You are viewing a plain text version of this content. The canonical link for it is here.
Posted to user@mahout.apache.org by Brandon Root <br...@gmail.com> on 2012/08/28 23:41:37 UTC

Deploying a classification model using zookeeper

Hey! First off, Mahout is pretty much the bee's knees.

Anyhoo, I'm deploying my mahout classifier using zookeeper, following the
technique from Mahout in Action, but my models often exceed the 1M limit
zookeeper wants you to stick to. I'm using the AdaptiveLogisticRegression
algorithm, but I think I'm doing all the things I'm supposed to (only
serializing the best model etc)

Here is my code:

ModelSerializer.writeBinary("/var/www/shared/model/products.model",
learningAlgorithm.getBest().getPayload().getLearner().getModels().get(0));

I feel like i'm missing something, most of my models are clocking in at
something like 1.8m. The complete model is of course somewhere around 200m.

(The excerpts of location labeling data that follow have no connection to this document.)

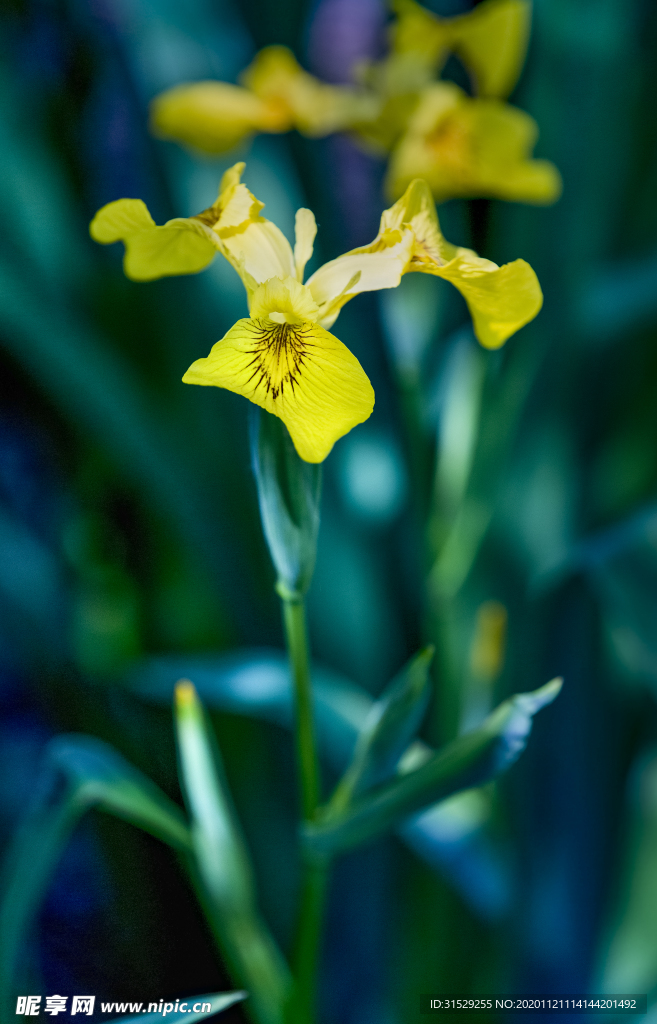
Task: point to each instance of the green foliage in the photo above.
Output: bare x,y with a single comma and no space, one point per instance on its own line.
223,865
80,773
391,724
470,761
218,1001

Do most people boost the znode size? Am I simply being too ambitious with
the number of features I'm using?

ZooKeeper lists boosting znode size under "unsafe operations," but I don't
know how big a deal this is.

(From http://zookeeper.apache.org/doc/r3.1.2/zookeeperAdmin.html)

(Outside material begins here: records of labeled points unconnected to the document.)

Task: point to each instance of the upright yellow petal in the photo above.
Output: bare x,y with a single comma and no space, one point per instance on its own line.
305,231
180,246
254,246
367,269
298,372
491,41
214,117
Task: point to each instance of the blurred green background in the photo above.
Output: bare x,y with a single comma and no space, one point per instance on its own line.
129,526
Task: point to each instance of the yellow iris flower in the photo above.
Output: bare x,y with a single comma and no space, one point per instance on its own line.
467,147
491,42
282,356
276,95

*(Java system property: jute.maxbuffer)

This option can only be set as a Java system property. There is no
zookeeper prefix on it. It specifies the maximum size of the data that can
be stored in a znode. The default is 0xfffff, or just under 1M. If this
option is changed, the system property must be set on all servers and
clients otherwise problems will arise. This is really a sanity check.
ZooKeeper is designed to store data on the order of kilobytes in size.*

Any help would be much appreciated, thanks!

Brandon Root

Re: Deploying a classification model using zookeeper

Posted by Ted Dunning <te...@gmail.com>.
It isn't a big deal to increase the Znode size, but it is bad practice.  ZK
isn't a file store.  It is a coordination server.  The size limit is
intended to prevent large operations slowing down other operations.  If you
aren't sharing your ZK or your neighbors don't have response time
expectations, bumping the size is fine.

Keep in mind also that the ALR seems to lock down the learning rate too
quickly for many problems.  I haven't had time to investigate, but it is a
good idea to treat ALR models with some caution.  They shouldn't be crazy
off-base, but just are likely to be less converged than is desirable.

On Tue, Aug 28, 2012 at 5:41 PM, Brandon Root <br...@gmail.com> wrote:

> Hey! First off, Mahout is pretty much the bee's knees.
>
> Anyhoo, I'm deploying my mahout classifier using zookeeper, following the
> technique from Mahout in Action, but my models often exceed the 1M limit
> zookeeper wants you to stick to. I'm using the AdaptiveLogisticRegression
> algorithm, but I think I'm doing all the things I'm supposed to (only
> serializing the best model etc)
>
> Here is my code:
>
> ModelSerializer.writeBinary("/var/www/shared/model/products.model",
> learningAlgorithm.getBest().getPayload().getLearner().getModels().get(0));
>
> I feel like i'm missing something, most of my models are clocking in at
> something like 1.8m. The complete model is of course somewhere around 200m.
>
> Do most people boost the znode size? Am I simply being too ambitious with
> the number of features I'm using?
>
> ZooKeeper lists boosting znode size under "unsafe operations," but I don't
> know how big a deal this is.
>
> (From http://zookeeper.apache.org/doc/r3.1.2/zookeeperAdmin.html)
>
> *(Java system property: jute.maxbuffer)
>
> This option can only be set as a Java system property. There is no
> zookeeper prefix on it. It specifies the maximum size of the data that can
> be stored in a znode. The default is 0xfffff, or just under 1M. If this
> option is changed, the system property must be set on all servers and
> clients otherwise problems will arise. This is really a sanity check.
> ZooKeeper is designed to store data on the order of kilobytes in size.*
>
> Any help would be much appreciated, thanks!
>
> Brandon Root
>